Killelea’s lecture was incredibly informative. The GPI measures peace through a combination of ongoing conflict, societal safety, and militarization. Each category is measured by using data such as deaths from organized conflicts, number of displaced people, homicides, jailed population, and armed service personnel, etc. Having produced the index for the past eight year, IEP analyzes the massive amount of data to produce trends that sheds light on characteristics of the most peaceful countries as well as the economic consequences of conflicts. IEP started the crucial process of making transparent what constitutes a peaceful state. The mere absence of physical conflicts between ethnic, religious, and political groups is only a small part according to the methodology of the GPI. The ability of states to avoid general suffering directly resulted from displacement of populations, incarceration of criminals, and militarization of police forces and armies is equally significant in the equation. Even the accessibility of weapons is a visible yardstick. The breadth and depth of IEP’s definition of peace serves as a reminder for countries on all points of the peacefulness spectrum to focus not just on avoiding visible conflicts and subsequent deaths and injuries, but also on maintaining or improving the sense of security and stability within the society.
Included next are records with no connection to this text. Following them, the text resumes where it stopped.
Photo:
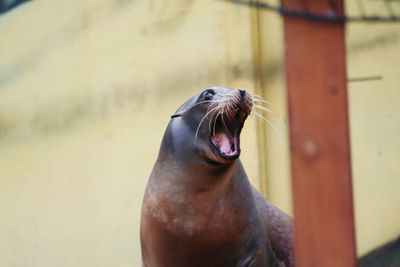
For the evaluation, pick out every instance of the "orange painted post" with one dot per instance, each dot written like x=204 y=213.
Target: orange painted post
x=319 y=136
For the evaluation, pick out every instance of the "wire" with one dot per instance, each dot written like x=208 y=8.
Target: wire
x=330 y=16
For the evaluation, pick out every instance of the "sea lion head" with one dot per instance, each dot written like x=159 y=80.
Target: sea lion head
x=209 y=124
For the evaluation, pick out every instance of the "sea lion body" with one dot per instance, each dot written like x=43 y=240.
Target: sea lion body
x=199 y=208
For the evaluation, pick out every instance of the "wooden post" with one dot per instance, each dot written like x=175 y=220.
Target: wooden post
x=319 y=136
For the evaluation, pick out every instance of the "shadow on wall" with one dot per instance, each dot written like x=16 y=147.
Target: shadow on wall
x=6 y=5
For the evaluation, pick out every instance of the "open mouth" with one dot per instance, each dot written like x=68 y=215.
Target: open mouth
x=224 y=137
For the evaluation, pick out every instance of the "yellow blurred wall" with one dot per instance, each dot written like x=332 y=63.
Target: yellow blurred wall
x=372 y=51
x=86 y=91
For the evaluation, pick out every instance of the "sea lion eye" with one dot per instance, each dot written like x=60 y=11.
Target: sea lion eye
x=208 y=95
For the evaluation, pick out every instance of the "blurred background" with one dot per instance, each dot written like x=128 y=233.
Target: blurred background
x=86 y=91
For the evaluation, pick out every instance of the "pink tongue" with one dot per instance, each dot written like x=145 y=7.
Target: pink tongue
x=224 y=143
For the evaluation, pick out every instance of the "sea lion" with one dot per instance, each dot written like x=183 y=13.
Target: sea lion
x=199 y=208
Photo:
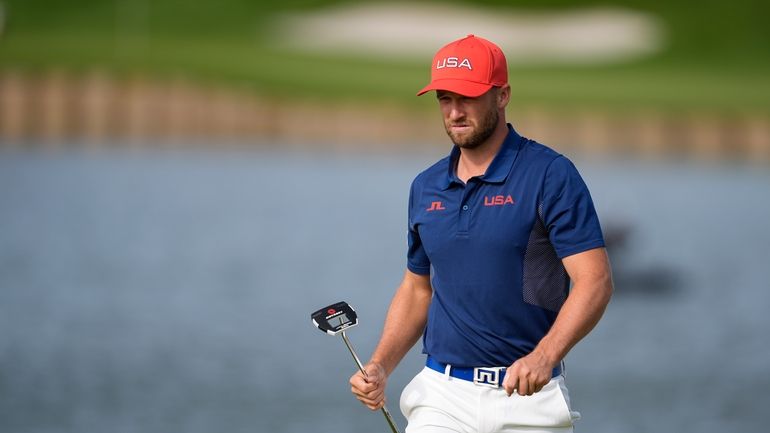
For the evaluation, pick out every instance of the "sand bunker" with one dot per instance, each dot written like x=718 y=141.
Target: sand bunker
x=417 y=30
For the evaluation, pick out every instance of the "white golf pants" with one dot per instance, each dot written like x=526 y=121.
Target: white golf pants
x=438 y=403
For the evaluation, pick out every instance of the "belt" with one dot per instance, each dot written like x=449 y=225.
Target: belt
x=483 y=376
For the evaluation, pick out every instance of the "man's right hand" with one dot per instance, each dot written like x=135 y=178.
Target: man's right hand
x=370 y=389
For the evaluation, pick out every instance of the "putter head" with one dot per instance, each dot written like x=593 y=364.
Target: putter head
x=335 y=318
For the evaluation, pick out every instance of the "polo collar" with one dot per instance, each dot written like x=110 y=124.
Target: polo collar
x=498 y=169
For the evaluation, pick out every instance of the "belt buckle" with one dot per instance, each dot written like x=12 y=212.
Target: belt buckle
x=487 y=376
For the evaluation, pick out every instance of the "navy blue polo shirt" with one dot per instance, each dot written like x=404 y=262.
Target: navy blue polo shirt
x=494 y=247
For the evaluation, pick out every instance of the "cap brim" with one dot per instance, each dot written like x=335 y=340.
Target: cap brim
x=466 y=88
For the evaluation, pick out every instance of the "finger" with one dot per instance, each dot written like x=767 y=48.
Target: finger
x=372 y=401
x=523 y=388
x=510 y=384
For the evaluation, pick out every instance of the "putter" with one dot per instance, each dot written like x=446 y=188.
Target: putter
x=335 y=319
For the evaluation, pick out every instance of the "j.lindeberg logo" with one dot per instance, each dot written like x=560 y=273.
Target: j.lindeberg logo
x=453 y=62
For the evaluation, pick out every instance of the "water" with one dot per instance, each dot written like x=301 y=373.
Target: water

Besides the value of the definition, however, I am skeptical of the ranking mechanism. I assume the GPI serves mainly an educated audience, both individuals and organizations, who consults the index to estimate and evaluate risks for visiting, doing business, or running operations in the concerned regions. These individuals and organizations will inevitably think twice about their plans when the country they plan on going to ranks in the bottom five percentile out of more than a hundred and sixty countries. Doesn’t the ranking then, in a way, reinforce the aggravation of negative media coverage? Doesn’t it further drive investors, business people, and non-profits away from participating in the economy, civil society, and diplomacy of these countries and, by doing exactly that, holding them accountable for their actions and shielding potential threats from their citizens? I flew straight from Pakistan, where I spent the last month working on visual narrative storytelling about government accountability and anti-corruption, to Bologna for this symposium. Thus, the utter absence of imminent danger and organized conflicts I experienced during my stay in Pakistan serves as the most recent reminder that, sure, countries like Pakistan are in no way peaceful due to a dysfunctional and largely corrupt government, a barely controlled terrorist organization floating in the rural area, and vast social inequality, but they do possess a reasonable amount of prosperity, livelihood, and urban safety in the majority of areas and communities. Ranking the entire country of Pakistan as the 154th out of 162 countries in peacefulness is a similar practice to portraying only terrorist attacks and religious extremism there in the media. It risks reducing the societies to one single story and eliminating potential opportunities, given the already vast influence the GPI has.
I’m curious to see whether my stance on such ranking mechanisms would change as the symposium develops and my knowledge broadens.